Je me crispe totalement et lui frappe l'épaule.
- Sérieusement ! Et vous ne dites rien ?
Il me fusille du regard, se massant l'épaule.
- Elizabeth, menace-t-il.
- Vous l'avez mérité, et vous le savez, je grogne.
Soudain, un sort frappe Mycroft et il tombe au sol avec les autres fonctionnaires du ministère. Dumbledore m'offre un regard d'excuse.
- Fudge l'aurait soupçonné. J'ai même dû pétrifier Kingsley.
- Merci, Professeur, je murmure. On a .. besoin de vous.
Avec son éternel sourire amusé, il chasse ma remarque. Il donne ses dernières instructions à Minerva puis à Harry.
A l'aide de Fumseck, Dumbledore disparaît. Au même moment, les gens du ministères se réveillent. Fudge annonce de façon grandiloquente la "fin de Dumbledore". Minerva le fixe avec mépris. Mycroft me salue par un hochement de tête. Fudge nous envoie au lit. Harry et moi sortons, encore sonnés par ce que nous avons vu.

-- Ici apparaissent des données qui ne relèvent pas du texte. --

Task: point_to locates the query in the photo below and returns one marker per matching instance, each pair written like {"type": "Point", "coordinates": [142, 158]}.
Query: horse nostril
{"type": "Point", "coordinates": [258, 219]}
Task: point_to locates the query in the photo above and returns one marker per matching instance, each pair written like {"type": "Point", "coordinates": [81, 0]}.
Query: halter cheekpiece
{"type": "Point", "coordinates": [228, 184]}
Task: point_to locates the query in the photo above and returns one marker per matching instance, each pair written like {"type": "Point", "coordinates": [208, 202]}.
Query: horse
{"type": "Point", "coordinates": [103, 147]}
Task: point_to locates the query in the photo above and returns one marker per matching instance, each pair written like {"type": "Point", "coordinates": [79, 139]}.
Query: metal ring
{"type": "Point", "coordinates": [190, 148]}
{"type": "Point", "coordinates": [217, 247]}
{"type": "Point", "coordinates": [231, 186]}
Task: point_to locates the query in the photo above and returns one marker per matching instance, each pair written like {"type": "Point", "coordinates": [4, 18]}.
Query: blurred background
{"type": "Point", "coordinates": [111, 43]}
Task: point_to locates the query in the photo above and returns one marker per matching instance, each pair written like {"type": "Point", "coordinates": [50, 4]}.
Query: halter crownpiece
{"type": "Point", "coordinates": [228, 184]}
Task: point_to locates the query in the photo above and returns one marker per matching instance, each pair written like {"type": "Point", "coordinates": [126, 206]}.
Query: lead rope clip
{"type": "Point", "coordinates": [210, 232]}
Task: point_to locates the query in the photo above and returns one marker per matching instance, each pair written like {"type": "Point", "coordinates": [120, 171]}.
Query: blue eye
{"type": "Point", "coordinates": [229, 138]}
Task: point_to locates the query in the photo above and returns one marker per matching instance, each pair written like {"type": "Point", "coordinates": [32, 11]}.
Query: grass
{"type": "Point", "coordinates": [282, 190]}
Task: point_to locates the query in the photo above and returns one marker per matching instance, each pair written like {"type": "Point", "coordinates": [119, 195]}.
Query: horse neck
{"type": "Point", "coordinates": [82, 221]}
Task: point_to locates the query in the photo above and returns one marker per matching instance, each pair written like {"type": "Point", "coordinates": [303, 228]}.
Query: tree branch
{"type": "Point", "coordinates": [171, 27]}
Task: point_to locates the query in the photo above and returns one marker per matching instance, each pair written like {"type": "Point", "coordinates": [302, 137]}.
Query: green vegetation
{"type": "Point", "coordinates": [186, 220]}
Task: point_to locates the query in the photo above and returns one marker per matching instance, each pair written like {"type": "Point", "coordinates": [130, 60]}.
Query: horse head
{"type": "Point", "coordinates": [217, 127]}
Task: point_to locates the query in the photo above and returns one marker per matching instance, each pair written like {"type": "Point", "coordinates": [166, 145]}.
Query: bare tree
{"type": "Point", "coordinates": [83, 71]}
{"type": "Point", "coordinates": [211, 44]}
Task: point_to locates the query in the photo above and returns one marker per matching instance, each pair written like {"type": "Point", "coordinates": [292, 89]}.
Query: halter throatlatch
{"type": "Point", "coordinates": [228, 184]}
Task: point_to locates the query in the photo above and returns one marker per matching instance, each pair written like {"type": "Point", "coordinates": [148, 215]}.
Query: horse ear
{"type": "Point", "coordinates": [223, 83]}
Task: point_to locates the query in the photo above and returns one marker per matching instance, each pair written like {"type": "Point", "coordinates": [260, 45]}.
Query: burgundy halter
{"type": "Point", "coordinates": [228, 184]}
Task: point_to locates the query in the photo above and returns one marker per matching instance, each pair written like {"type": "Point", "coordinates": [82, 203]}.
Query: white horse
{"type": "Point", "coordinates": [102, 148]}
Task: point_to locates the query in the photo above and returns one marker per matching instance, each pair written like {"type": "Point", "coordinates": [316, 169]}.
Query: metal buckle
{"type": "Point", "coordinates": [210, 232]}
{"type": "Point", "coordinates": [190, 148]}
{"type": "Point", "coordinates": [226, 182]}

Nous échangeons un regard et éclatons de rire.
- "colonel en chef" ! Répète-t-il.
- "non je ne sais pas de quoi vous parlez !"
Nous rions à en pleurer une demi de dizaine de minutes. Je le regarde en souriant.
-Je suis loin d'être ravie par la tournure des choses mais, si c'était à refaire, je le ferais sans hésiter.
- Je crois que moi aussi, s'amuse-t-il.
En souriant, nous entrons dans la salle commune. Les membres de l'AD sont tous assis, l'air anxieux. Ron, Hermione, Neville et les jumeaux se lèvent d'un bond. Nous nous mettons à raconter à deux, complétant les dires de l'autre, ajoutant un commentaire.
Harry sourit en coin.
- ...Ensuite, Fudge a envoyé Percy donner les notes à La Gazette. Il sortait en courant. Elizabeth lui a fait un croche pied monstrueux ! Et lui a demandé "ça va Wistily" !
Les jumeaux m'applaudissent. George m'embrasse fougueusement.
- Tu es parfaite.
- Non, je ris. Hermione est parfaite. Hermione, le sort que tu as fais à Marietta.. Ombrage est incapabl de l'enlever !
Flattée et mal à l'aise, Hermione hausse les épaules avec une modestie affligeante. Nous allons nous coucher avec un sentiment étrange. Triste que ce soit la fin de l'AD mais ravi de la façon dont ça s'est conclu.
Dans mon lit, je fais tourner le gallion magique dans mes doigts et souris en coin.
Je le garde avec moi, un porte bonheur.